Tom Waits
Mule Variations
Epitaph
Tom Waits began his musical career some 20-odd years ago singing woeful, drunken bar croonery.
These early songs are quirky, half-comedy sketches about the weather conditions in his living room
and drunken pianos.
Somewhere in the mid '80s, though, his approach started getting scarier both lyrically and
musically. Themes changed to dark, underground worlds where every hobo has a song and the devil
is waiting just around the corner with a contract in his hand. Pulse-raising rhythms hammered out
on hub caps and oil drums like those on Bone Machine's "In the Colosseum" and
Swordfishtrombones’ "Underground" are enough to shake even the most firmly affixed dentures.
These "experimental" albums are all sprinkled with romantic, sometimes even sweet
numbers like "Innocent When You Dream" from Franks Wild Years (1987) or "Hang Down Your Head"
from’s Rain Dogs (1985). But even these songs have a bassy, syrupy-thick feel. Like if you
listen real hard, you can hear the upright bass making the snare rattle just a little.
It’s been six years since Waits released The Black Rider, the oft-overlooked stage/musical
interpretation of the William S. Burroughs novel by the same name. And most of that was recorded well
before its 1993 release date. That places 1992’s Bone Machine as his most recent full-length
release. In those seven years, something has changed. Things are smoother, clearer, cleaner and more
hopeful. Mule Variations is actually less a variation and more a hybrid of his earlier
lounge repertoire and his more recent burlesque infatuations.

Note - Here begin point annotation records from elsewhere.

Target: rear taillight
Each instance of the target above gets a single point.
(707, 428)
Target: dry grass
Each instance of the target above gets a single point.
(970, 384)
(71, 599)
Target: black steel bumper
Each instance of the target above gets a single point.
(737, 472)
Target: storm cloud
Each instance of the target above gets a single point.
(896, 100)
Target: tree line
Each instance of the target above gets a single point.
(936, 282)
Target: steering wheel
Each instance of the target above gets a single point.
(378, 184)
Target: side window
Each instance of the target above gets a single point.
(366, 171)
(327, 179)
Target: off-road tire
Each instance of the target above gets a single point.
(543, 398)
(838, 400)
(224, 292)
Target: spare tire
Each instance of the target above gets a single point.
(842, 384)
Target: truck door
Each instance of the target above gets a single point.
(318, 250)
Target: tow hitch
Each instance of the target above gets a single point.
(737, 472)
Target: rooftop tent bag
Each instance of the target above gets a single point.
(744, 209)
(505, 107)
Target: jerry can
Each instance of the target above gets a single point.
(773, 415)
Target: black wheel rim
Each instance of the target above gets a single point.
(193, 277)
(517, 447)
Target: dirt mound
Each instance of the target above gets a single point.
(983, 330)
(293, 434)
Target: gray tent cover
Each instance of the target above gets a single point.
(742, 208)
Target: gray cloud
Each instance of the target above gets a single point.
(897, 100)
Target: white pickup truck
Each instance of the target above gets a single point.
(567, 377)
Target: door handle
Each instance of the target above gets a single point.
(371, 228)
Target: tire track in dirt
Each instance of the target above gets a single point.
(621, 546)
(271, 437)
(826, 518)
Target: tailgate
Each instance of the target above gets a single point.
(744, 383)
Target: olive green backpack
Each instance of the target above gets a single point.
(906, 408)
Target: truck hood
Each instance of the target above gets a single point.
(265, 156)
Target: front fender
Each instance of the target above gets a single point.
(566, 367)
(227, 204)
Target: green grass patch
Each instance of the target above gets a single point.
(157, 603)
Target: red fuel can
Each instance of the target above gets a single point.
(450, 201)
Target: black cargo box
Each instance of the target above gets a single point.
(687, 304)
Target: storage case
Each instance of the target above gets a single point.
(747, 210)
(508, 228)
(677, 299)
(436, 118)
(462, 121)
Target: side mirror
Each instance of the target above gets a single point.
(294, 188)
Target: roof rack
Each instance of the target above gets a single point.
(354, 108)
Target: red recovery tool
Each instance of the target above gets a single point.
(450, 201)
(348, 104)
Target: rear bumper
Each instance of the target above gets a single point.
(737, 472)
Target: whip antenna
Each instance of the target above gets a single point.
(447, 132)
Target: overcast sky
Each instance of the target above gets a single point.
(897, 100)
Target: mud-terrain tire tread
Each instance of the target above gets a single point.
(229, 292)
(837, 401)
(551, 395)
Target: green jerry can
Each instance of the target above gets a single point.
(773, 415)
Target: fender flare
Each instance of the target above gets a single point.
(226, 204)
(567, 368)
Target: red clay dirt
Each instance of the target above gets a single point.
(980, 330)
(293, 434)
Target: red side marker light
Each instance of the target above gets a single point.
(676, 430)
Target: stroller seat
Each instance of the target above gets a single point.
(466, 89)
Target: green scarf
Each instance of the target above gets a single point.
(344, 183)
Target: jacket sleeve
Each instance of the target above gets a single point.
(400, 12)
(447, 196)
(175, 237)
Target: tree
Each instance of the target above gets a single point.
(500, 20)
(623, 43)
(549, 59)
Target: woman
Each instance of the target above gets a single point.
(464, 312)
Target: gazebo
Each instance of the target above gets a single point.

If Mule Variations is any indication of what Mr. Waits is interested in these days,
it would seem his obsession with all things percussive has taken a back seat to a new love for Alan
Lomax-style "American Primitive" arangements with generally very spare and down-home-ish
instrumentation. The piano is more pervasive on this album than on any since One from the Heart (1982).
Slamming dressers and xylophones are nowhere to be found.
Production on The Mule Variations is a prime example of what happens when you try to pull
an old, warm analog sound out of super-high-fidelity, digital equipment. It sounds fake. The only
exceptions to this on this record are "Get Behind The Mule" and "Eyeball Kid." Charlie
Musselwhite — who plays harp on a few numbers — and Ralph Carney — who plays all forms of sax
and horns — are blessings here, adding layers of sonic dirt which help round some of the crisp,
digital edges.
As much as the spoken word piece, "What’s He Building in There?" is creepy and
sonically bountiful, it’s really just a rehashing of the even-more-haunting "The Ocean Doesn’t
Want Me Today," from Bone Machine. The waist-deep soul we've come to expect over the past
15 years is teetering dangerously close to what some blues musicians back in the '60s used to call
"plastic soul," in reference to Mick Jagger and company.
This album, though fresh and warm in spots, appears to be mostly a collection of reworked older
ideas and pasted together pieces and parts, rather than the dense, majestic trainwrecks of which we
all know Waits is capable. Out of all the directions Waits could have gone, this is the least
satisfying. Bone Machine and The Black Rider were a one-two puch to the music world.
Mule Variations is more like an arm-wrestling match with Mom.